Early risers are less likely to develop breast cancer, claims new study

Modesto Morganelli
Novembre 8, 2018

Women who are "larks" and at their best early in the morning are less likely to develop breast cancer than those who are night owls, according to a new study.

Experts not involved in the research welcomed the findings - although they cautioned that it was too early to change any behaviour until more research can be conducted.

"Using genetic variants associated with people's preference for morning or evening, sleep duration and insomnia, which had previously been identified by three recent UK Biobank genome-wide association studies, we investigated whether these sleep traits have a causal contribution to the risk of developing breast cancer", Dr. Rebecca Richmond, a research fellow at Cancer Research U.K. and the University of Bristol, said in a press release.

Results from 228,951 women enrolled in an worldwide genetic study conducted by the Breast Cancer Association Consortium (BCAC) were also included in the analysis.

They showed people genetically programmed to be "larks" were less likely to have breast cancer than those programmed to be owls.

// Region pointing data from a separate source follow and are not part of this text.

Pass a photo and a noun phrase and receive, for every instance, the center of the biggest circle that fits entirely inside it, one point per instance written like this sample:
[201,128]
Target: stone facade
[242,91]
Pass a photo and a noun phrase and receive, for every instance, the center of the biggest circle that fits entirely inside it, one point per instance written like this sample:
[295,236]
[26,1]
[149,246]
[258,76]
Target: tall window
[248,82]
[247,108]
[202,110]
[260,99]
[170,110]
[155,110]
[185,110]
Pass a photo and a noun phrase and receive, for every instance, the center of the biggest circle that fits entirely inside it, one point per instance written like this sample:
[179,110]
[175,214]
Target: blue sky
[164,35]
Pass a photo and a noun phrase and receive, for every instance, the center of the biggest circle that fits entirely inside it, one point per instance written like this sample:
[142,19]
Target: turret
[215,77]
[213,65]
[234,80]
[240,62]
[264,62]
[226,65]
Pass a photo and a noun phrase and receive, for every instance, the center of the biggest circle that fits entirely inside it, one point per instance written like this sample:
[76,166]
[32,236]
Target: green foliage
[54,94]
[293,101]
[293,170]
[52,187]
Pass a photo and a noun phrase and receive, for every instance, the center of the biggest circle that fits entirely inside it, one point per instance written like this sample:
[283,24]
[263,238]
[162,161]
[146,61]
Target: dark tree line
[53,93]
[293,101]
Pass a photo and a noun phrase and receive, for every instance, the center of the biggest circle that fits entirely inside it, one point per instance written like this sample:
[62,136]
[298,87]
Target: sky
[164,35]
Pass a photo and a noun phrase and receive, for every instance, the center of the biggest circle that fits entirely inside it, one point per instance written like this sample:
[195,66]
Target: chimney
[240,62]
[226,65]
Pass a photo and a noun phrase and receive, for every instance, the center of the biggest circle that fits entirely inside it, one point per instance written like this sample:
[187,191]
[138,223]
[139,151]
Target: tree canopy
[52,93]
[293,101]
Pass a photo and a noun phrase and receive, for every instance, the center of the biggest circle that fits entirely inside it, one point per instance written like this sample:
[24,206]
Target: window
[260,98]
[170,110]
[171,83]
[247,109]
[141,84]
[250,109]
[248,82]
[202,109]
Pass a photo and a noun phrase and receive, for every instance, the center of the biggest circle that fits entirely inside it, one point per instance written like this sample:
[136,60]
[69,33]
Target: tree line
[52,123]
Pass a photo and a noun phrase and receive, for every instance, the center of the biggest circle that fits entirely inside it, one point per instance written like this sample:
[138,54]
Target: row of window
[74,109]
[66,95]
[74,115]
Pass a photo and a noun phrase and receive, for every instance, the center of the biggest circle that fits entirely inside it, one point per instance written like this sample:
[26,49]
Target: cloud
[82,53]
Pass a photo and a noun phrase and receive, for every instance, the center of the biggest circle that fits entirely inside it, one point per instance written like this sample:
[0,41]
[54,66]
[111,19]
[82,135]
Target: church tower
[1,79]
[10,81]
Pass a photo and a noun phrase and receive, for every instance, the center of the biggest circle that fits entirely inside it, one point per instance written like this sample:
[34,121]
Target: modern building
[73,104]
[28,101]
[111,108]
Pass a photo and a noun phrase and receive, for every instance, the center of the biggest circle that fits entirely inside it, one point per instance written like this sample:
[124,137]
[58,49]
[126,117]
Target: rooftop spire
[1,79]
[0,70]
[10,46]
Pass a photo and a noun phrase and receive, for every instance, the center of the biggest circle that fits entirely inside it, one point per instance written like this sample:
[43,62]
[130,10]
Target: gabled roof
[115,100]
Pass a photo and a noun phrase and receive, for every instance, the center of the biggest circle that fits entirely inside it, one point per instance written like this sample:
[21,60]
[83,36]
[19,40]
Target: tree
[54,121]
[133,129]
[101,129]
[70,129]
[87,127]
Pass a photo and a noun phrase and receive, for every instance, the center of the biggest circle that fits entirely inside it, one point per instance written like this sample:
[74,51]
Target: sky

Around 4% of United States cancer deaths were linked to drinking alcohol and the Breast Cancer Now charity warns that any alcohol intake increases the risk of breast cancer.

"More work is needed to understand why sleep characteristics may be linked to breast cancer risk".

"We also found some evidence for a causal effect of increased sleep duration and sleep fragmentation on breast cancer, assessed using objective measurements of sleep obtained from movement monitors worn by around 85,000 UK Biobank participants".

"What we can be certain of is that all women - larks and owls - can reduce their risk of breast cancer by exercising regularly, maintaining a healthy weight and reducing their alcohol intake".

She said policy-makers and employers should take note of the research.

Dr Emma Pennery, of the Breast Cancer Care charity, said: 'Changing your sleeping habits is not as easily done as other proven risk-reducing choices, as they're often part and parcel with jobs, parenting or other health conditions'. Researchers then mapped the genetic variations between the earlier risers and the night owls and compared it with that to the risk of developing cancer. The team presented their findings at the NCRI Cancer Conference in Glasgow, Scotland, while their paper, published on bioRxiv, awaits peer review.

"We know that sleep is important generally for health", said Richmond. "This study provides further evidence to suggest disrupted sleep patterns may have a role in cancer development", Kirwan said in a meeting news release.